Tanzania has an equatorial climate with dry and rainy seasons. Light clothing and an umbrella are recommended, especially during the hot and humid months between February and the middle of the calendar year. Private sector executives sometimes opt for an open collar, while public sector senior-level executives often wear a suit and tie. Women occupying top positions will often dress in conservative business attire.
Manners and etiquette are important. Correct greetings and job titles should be used in business meetings. Shaking hands is customary for both sexes, and it is not uncommon for two men to have an elaborate handshake ritual. It is advised to begin each meeting with several minutes of casual conversation about family, health and travel.
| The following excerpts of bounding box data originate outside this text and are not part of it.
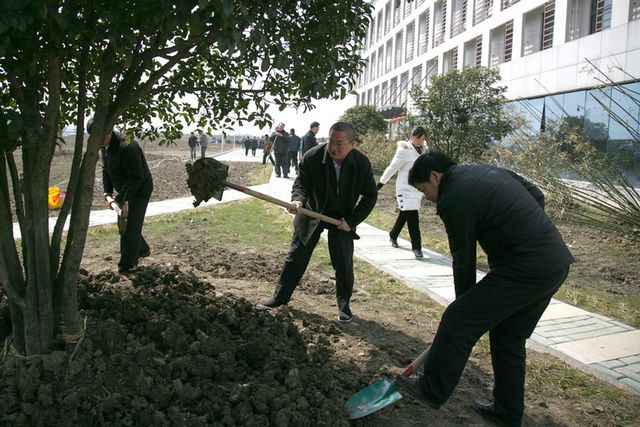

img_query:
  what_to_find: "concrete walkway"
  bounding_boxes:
[30,150,640,393]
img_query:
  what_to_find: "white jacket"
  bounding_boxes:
[380,141,427,211]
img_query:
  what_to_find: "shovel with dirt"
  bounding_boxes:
[186,157,340,225]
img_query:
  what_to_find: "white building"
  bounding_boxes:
[357,0,640,172]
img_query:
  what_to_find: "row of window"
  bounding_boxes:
[358,0,640,86]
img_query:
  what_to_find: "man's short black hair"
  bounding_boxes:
[409,151,457,187]
[329,122,356,141]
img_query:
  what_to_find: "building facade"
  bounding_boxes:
[356,0,640,172]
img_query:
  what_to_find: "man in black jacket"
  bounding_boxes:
[259,122,378,323]
[302,122,320,155]
[396,152,574,426]
[87,121,153,274]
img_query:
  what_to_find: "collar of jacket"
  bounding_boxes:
[322,142,355,166]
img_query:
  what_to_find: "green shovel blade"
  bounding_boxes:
[345,379,402,420]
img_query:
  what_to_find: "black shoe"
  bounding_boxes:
[471,399,507,426]
[338,311,353,323]
[396,375,441,409]
[257,298,286,310]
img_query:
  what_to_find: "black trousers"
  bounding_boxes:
[289,151,298,172]
[274,152,289,178]
[273,225,353,313]
[419,268,569,426]
[389,210,422,249]
[118,196,151,271]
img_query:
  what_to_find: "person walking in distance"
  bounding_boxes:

The national currency is the Tanzanian shilling, which comes in denominations of 500, 1000, 2000, 5000 and 10,000. The largest note of TSh10,000 is worth around $4.55. ATMs from various commercial banks are common throughout Dar es Salaam, accepting Visa and Mastercard, as well as Cirrus and Maestro. Some ATMs have limits to the amount of money that can be dispensed in one transaction. The best rates for foreign currencies are available at the bureaux de change, which are widely available. It is wise to always have enough local currency on hand for various transactions, as cash is the main medium of exchange. Retail outlets and restaurants accept credit cards.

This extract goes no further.